Oversupply was the key factor putting pressure on gas prices. US production reached a record 105.5 billion cubic feet per day in June, exceeding demand (79.9 billion cubic feet). Gas storage inventories are already 6% above the seasonal average, with liquefied natural gas (LNG) exports falling to 14.1 billion cubic feet per day due to maintenance.
Climate factors also play a role. Despite record heat in June, which pushed electricity consumption to the highest level since August 2024, long-term forecasts predict colder weather in the United States as early as next week, with temperatures dropping to normal levels for this time of year. This will reduce gas demand for cooling.
Geopolitical stability in the Persian Gulf also affected market sentiment. De-escalation in the Middle East reduced risks of supply disruptions in the Strait of Hormuz, which accounts for 20% of global LNG shipments. Previous concerns had supported fuel prices, but now the market is adjusting these expectations.
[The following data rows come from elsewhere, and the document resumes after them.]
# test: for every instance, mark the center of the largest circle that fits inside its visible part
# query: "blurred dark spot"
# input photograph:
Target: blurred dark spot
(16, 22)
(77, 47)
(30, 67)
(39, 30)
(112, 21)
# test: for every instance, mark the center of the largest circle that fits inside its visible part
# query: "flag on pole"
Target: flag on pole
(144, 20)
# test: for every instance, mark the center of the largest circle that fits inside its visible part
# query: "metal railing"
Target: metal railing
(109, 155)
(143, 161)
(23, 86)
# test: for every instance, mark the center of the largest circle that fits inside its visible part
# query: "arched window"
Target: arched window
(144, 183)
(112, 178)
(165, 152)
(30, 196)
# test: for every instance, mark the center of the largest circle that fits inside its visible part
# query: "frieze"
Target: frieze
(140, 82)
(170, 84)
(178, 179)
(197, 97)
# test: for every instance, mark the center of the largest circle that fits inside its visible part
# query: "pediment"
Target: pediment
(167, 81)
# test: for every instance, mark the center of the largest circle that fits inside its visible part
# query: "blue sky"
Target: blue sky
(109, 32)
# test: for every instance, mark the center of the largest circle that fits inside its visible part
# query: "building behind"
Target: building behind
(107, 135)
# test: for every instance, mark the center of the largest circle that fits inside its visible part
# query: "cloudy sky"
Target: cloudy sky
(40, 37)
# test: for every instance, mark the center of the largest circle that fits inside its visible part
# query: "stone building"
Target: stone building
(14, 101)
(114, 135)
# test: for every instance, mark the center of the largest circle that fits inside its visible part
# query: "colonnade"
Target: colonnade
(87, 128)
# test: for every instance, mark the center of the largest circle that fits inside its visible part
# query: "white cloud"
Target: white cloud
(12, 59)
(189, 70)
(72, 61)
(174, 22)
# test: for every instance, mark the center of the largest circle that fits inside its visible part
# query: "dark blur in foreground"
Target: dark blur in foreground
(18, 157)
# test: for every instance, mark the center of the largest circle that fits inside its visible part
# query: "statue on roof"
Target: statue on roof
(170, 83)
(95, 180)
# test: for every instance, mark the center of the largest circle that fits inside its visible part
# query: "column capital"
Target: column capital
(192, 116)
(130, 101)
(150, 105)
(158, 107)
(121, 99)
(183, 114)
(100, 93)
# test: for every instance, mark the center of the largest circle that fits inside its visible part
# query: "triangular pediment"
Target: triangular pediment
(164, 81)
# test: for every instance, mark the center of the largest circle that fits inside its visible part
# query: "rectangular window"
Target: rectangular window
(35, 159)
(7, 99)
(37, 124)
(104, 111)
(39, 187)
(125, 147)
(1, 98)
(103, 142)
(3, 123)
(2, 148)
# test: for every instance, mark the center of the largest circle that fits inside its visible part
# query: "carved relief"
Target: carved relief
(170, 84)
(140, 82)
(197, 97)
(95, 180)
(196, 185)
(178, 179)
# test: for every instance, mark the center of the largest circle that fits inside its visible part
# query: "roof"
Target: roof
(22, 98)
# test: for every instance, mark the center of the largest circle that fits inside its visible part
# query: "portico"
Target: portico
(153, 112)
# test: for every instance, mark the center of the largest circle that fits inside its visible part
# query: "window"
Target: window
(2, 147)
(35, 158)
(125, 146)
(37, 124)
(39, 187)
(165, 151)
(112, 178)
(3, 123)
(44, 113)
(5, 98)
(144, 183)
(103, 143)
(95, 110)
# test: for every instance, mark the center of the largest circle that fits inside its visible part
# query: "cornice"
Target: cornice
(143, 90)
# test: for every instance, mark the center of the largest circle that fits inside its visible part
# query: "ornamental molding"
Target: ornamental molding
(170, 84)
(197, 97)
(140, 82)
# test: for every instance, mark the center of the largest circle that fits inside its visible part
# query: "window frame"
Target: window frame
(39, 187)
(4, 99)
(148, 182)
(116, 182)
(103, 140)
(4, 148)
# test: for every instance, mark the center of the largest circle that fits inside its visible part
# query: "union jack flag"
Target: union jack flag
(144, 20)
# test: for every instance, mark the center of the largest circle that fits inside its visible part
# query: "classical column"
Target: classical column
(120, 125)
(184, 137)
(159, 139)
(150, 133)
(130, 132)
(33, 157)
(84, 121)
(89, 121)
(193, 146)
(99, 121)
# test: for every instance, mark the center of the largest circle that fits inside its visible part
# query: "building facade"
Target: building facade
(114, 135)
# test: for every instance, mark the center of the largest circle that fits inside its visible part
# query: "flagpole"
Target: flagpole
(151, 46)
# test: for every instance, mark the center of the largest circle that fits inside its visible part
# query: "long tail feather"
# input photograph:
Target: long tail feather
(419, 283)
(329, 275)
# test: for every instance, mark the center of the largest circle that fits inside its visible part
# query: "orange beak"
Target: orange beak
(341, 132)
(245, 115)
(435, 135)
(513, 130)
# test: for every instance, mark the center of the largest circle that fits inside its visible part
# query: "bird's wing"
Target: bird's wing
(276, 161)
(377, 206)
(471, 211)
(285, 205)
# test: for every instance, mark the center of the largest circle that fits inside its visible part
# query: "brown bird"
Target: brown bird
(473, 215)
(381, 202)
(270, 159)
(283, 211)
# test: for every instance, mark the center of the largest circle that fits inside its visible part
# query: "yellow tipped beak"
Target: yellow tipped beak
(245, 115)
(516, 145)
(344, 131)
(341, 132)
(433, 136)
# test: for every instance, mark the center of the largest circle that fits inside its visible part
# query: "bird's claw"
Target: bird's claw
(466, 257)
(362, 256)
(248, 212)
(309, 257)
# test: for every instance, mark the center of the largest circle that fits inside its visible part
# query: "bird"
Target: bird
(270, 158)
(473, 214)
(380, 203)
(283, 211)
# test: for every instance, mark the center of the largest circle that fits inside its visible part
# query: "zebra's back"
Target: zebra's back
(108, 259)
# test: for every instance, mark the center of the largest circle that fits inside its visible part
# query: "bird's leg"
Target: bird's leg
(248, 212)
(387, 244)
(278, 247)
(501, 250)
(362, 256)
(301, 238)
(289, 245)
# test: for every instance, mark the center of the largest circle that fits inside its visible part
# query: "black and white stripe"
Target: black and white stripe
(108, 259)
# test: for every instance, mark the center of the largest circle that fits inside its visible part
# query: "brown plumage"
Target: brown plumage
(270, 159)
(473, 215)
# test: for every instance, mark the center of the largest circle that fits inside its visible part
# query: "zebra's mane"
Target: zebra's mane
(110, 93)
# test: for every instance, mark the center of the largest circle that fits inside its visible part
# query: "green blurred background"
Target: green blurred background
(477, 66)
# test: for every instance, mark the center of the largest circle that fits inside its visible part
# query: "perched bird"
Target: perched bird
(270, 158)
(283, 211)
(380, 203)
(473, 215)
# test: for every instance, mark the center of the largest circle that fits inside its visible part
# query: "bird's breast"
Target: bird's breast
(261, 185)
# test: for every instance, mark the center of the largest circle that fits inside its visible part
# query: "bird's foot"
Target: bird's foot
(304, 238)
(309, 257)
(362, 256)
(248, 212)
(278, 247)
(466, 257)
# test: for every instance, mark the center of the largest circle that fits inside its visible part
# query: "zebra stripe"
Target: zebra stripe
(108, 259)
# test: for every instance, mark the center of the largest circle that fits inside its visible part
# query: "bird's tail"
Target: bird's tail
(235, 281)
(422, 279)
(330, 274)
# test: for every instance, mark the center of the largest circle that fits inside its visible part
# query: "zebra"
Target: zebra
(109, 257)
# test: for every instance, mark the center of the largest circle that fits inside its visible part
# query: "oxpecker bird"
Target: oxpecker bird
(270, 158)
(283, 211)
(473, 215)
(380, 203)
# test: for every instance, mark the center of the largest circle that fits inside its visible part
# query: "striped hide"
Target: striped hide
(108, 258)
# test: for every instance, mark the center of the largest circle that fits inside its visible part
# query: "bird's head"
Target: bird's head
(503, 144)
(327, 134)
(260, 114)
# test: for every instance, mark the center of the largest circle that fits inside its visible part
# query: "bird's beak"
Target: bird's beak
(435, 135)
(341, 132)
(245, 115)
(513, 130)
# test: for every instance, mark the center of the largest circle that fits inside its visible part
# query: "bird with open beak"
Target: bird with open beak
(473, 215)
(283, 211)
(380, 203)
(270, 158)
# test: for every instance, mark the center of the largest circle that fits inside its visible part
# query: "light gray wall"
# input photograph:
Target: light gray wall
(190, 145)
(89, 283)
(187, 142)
The daily chart shows the price falling after a bearish reversal that occurred on June 19. Currently, the EMA(20) is below the EMA(50), confirming the existing trend. However, if the price begins to break above the EMA(20), it could signal a bullish rebound. The Stochastic Oscillator is near the oversold zone, suggesting that the price may soon rise. However, it is unlikely that this rise will be lengthy or significant. Most likely, the summer high has already been reached.
Current recommendation
Selling at the current price. Take profit — 3.335, Stop loss — 3.782.
This content is for informational purposes only and is not intended to be investing advice.